The Book of My Lives (memoir-ish)



Dear Readers (thanks both of you) as you know I am a fan of Aleksandar Hemon the famous author from the former Yugoslavia, from Sarajevo, Bosnia who now lives in Chicago, used to live in Uptown—all this to say he is a Nowhere Man.

Reading his “memoir” The Book of My Lives I can see how easy it is to subvert memories. He comes from a country with a long history—where memory is just as long. I love how Hemon has always interjected into his fiction autobiography, while at the same time his non-fiction reads like a story. The past is a tricky thing—depending upon where one stands in a room, the angle changes. Genre with Hemon is just as fluid. I got the sense when reading The Book of My Lives that so much of his life he has had to re-think.

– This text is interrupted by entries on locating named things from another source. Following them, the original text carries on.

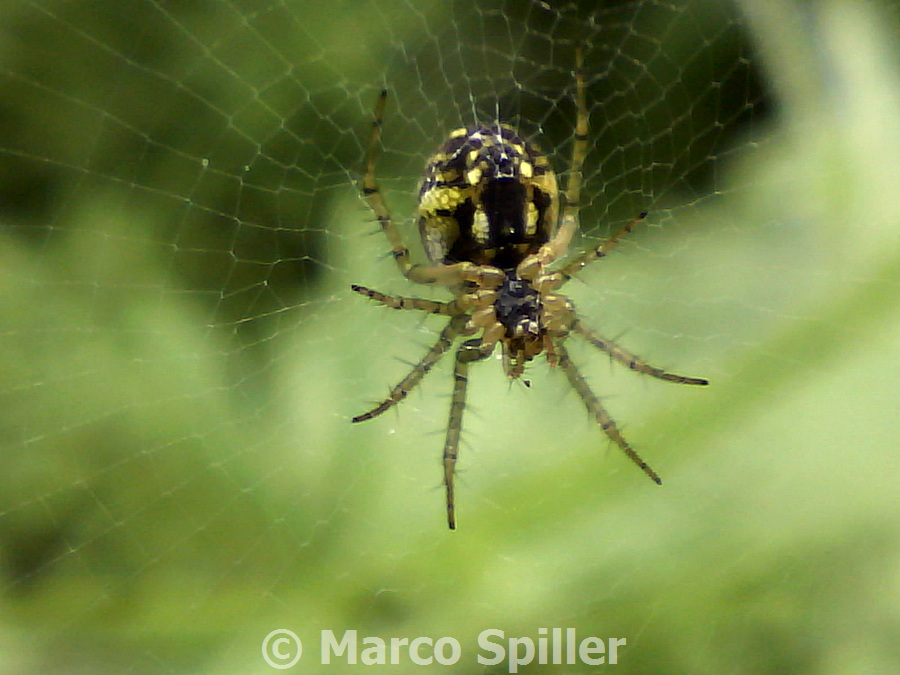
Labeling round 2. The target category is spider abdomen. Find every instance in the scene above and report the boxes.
[419,124,559,271]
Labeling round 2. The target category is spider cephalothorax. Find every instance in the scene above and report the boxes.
[352,50,707,529]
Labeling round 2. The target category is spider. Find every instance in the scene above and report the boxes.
[351,49,709,530]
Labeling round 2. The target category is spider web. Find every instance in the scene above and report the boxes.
[0,0,900,672]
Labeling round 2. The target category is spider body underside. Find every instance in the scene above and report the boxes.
[352,50,708,530]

War has a tendency to do that. And, not just any war, but a soul-tearing, ethnic cleansing war. Not just a civil war but a holocaust and tsunami put together.

How does one rebuild memories or reconcile their perceptions to this new reality? Stories of Hemon’s childhood, growing up in the “hood in Sarajevo—one gets that . . . nothing will ever be the same. It was Thomas Wolfe who said you can never go back home, but Sasha Hemon really can’t—because all the markers, the building he lived in as a boy, the park where he played, the shops, the stadium were blitzed, bombed, turned into rubble. Even his childhood friends, teachers, neighbors—they no longer exist. All that changed when they were asked to take sides, show their loyalty, deny prior associations. Everything—truth, what others call truth, our enemies truth subverts memory.

Thus it is free to roam, to cross borders.

In The Book of My Lives we learn how it once felt to be a boy growing up in Sarajevo, and also the foreignness of that particular dream. The little blue alien man on the cover represents what it is like to go from one place to another and never belong.